Nominations now open for the Cooperative Cultural Heritage List

03 Apr 2026

In 2025, the ICA established the Cooperative Cultural Heritage programme to safeguard tangible and intangible elements of Co-operative Cultural Heritage (CCH) around the world. The inaugural list featured 32 sites from 25 countries on its website and interactive map at culturalheritage.coop. In 2026, the goal is to include around 35 additional sites from 25 countries - and nominations from ICA members are open now. The call out coincides with the week that marks the UN International Day of Conscience, which aims to build a Culture of Peace.

Cooperatives are founded on the values of democracy, solidarity, openness and more, and contribute to the development of communities through a people-centred approach. The cooperative identity is the sum of all cooperative experiences, and the global cooperative movement is a mosaic of cooperative ideas, practices and heritage advancing sustainable development, social justice and peace within and among communities.

Launched in 2025 at the Itamaraty Palace in Brasilia, as part of the UN International Year of Cooperatives, the CCH programme celebrates places and traditions that embody the legacy, idea and practice of cooperation worldwide. The 2025 launch highlighted an inaugural list of tangible elements or sites connected to the birth and development of cooperative movements, institutions and practices that have shaped societies around the world. The initiative is guided by the ICA CCH Working Group (WG).

The programme describes CCH as encompassing both tangible elements (such as sites, institutions, museums and legacy enterprises) and intangible traditions (including local practices and traditions that safeguard cooperative values, practices and governance systems) of cooperation.

In 2026, the goal is to include around 35 additional sites from 25 countries – nominated by members and verified by the working group – amplifying the geographic and cultural representation of the cooperative movement. In addition to physical sites, ICA will also explore the inclusion of intangible cultural elements that reflect cooperative ideas, practices and traditions. Attention will be given to practices safeguarded under the UNESCO Convention for the Safeguarding of the Intangible Cultural Heritage (2003), the FAO Global Important Agricultural Heritage Systems, and more, where a strong cooperative connection can be identified.

This year, the CCH WG appointed Thiago Schmidt (chair of Brazilian cooperative financial institution Sicredi Pioneira) as its new chair for the 2026-2027 term, who emphasised the need to consolidate achievements while expanding global outreach. He added that while it is important to celebrate the scale and achievements of the world’s largest cooperative businesses, there is also a need to acknowledge the movement’s origins.

A strategic priority for the Working Group is the advancement of cultural diplomacy as a means of strengthening the global cooperative movement. To this end, the Group intends to convene an “ICA Circle of Mayors”, bringing together local authorities from cities and regions that host Cooperative Cultural Heritage sites and practices. By creating a dedicated platform for dialogue and collaboration, the initiative will foster closer partnerships between municipalities and cooperatives, while elevating the role of local governments as active custodians of cooperative heritage.

Current sites and elements on the map include museums, sites of long-established cooperative businesses, and places and cities where people live, work and create cooperatively.

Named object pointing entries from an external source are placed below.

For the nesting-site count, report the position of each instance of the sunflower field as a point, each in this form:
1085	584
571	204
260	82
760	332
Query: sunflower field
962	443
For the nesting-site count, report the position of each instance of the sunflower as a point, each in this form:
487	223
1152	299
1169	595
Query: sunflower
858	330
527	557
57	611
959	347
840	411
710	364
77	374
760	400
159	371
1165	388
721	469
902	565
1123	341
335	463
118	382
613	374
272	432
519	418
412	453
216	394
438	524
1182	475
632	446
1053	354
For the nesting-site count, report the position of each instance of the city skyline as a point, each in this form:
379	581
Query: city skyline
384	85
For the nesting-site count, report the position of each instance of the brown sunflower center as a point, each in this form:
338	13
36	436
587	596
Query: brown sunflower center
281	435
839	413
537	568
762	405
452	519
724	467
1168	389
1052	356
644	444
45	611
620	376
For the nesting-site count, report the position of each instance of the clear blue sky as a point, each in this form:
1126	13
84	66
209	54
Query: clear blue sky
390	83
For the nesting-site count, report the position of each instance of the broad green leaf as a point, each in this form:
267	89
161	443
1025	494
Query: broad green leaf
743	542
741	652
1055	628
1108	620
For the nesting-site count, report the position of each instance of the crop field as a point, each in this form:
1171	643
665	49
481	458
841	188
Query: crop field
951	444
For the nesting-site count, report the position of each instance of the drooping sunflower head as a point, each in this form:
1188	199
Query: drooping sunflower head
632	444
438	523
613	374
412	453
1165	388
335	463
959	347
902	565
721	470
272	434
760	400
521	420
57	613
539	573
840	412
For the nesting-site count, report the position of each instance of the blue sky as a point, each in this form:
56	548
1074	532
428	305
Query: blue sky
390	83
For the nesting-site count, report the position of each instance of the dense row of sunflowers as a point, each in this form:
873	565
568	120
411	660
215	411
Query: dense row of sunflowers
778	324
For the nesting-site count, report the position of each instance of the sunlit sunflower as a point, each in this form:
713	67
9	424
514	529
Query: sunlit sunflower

One listing is the ILO COOPS/SSE unit, which, for the last 106 years, has been promoting and advocating for cooperatives, and continues to place the cooperative agenda at the highest policy tables of the international community.

The ICA-CCH initiative touches on peace, says Santosh Kumar, secretary of the WG, through “recognition of shared cultural heritage bridges gaps among nations and communities, by evidencing the shared heritage of cooperation and cooperatives that exist on both sides of the proverbial ‘borders’”.

This is especially relevant in the context of the ICA’s 2019 Declaration on positive peace through cooperatives, and the recently announced ICA / Cooperatives of the Americas joint Global Conference, hosted this September in Panama under the theme Building bridges: cooperative contributions for a peaceful world.

This initiative is part of the ICA–EU Partnership (2024–2028) – also known as #coops4dev🌍– a five-year international cooperative development programme, co-funded by the European Union, that aims to strengthen the ICA network and position cooperatives as key actors in international development within the EU development agenda.